Kiara: When Africans were enslaved, their diets were sort of replicated. On a plantation, enslaved people ate five pounds of a starch, which could be cornmeal, rice, or sweet potatoes. They also had a couple pounds of meat, which was usually smoked, dried or pickled. Usually this was pork. And then a jug of molasses. In addition to what their slaveholders gave them, enslaved people also foraged, hunted, gardened and fished for food – some of which they had to do in secret. Their diet was overall …

Adrian: ..really plant based and meat was a luxury. And you know, this kind of follows the trajectory of American society. You see that for most of our country’s history, people were eating a lot of plants and then as they aspire to, you know, class status and wealth, you get more and more meat entering the diet. To the point now where for a lot of people, the diet is very meat centric, even if they aren’t necessarily, you know, prospering. Meat has become very cheap and available in the United States. So it’s almost a complete movement away from the diet of West African ancestors to be something that’s so meat centric. And that’s the change that was brought on partly because of enslavement, also because in a new context, African-Americans, much like other Americans, were seeking class status and often meat consumption was a reflection of that.

[[pan sizzling]]

Kiara: Kiya wasn’t much of a chef during her veganism journey, yet she finds herself in the kitchen more these days as the owner of Empa[Nah]das. She makes plant-based empanadas inspired by cultural foods, like jerk chicken and barbecue pulled pork.

Kiya: I see all my vegan food as all right, if I was trying to transition this person over, how like how realistic does it have to taste for them to be like, I can, I can stop eating meat. I can stop being a part of that process. You know, that kills animals and do this. That’s how I see it. And I be try–, I season it to the T.

Kiara: On a Friday afternoon, at a Bar Go Juice in Queens, Kiya holds a pop up shop. This is just the start of her busy weekend where she has events back-to-back. She talks to the people as they choose their empanadas and watches their reactions. Among the patrons is Peggy Luque, a Cuba-American vegetarian. She buys over a dozen empanadas. She says that finding Kiya and her empanadas brings back memories of her childhood when her aunt would bring her family meat-filled empanadas from Jersey City.

Peggy: It’s tough being an Afro-Latina, man. We all eat meat and roast pork and you know, every day is something – arroz con pollo and pernil and I’m like [[sniffs]] but no I’m not I’m not tempted. I’m not tempted. It’s all good. I’m in a happy place right now. And finding Kiya and her vegan empanadas is like, it’s amazing as I miss them so much.

Kiara: Most of Kiya’s customers aren’t plant-based like Peggy, but they do resonate with some of her Caribbean and Southern empanada flavors. Kiya loves events like this, where she can go into a neighborhood and connect with the residents there.

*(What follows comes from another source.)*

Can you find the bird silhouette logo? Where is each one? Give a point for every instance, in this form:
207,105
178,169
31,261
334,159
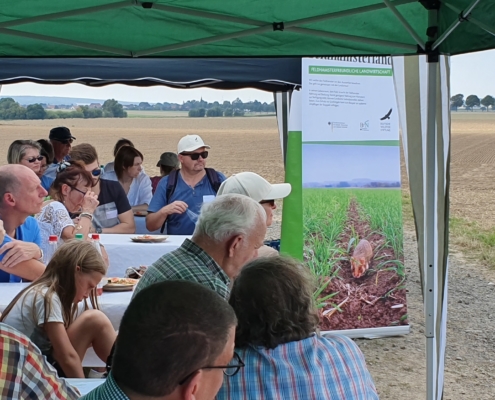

She surprises some of them with how flavorful plant-based foods can be. She shows them that people don’t need to sacrifice their taste buds for healthier food. I see one of Kiya’s customers eating the jerk empanada. I ask him if he ever had a vegan empanada before. He said…

Customer 1: Nah this vegan? Nah it ain’t vegan. Yo this vegan?!

Peggy: It’s vegan!

Customer 2: Yes!

Customer 1: Nah, You fucked me up!

Peggy: Ahhhhh!

Kiya: Look at it right here.

Kiara: See?

Kiya: What that say?

Customer 1: She hit me up like –

Kiya: The empanadas that make you say nah these can’t be vegan.

Customer 1: I’m like yo you’re on the wrong interview, ma. This shit is vegan?! Okay!

Kiara: I ask Kiya how she feels about the reactions she gets when people find out that her empanadas are vegan.

Kiya: I love those reactions like I like to watch people just just – it’s like I have to see it.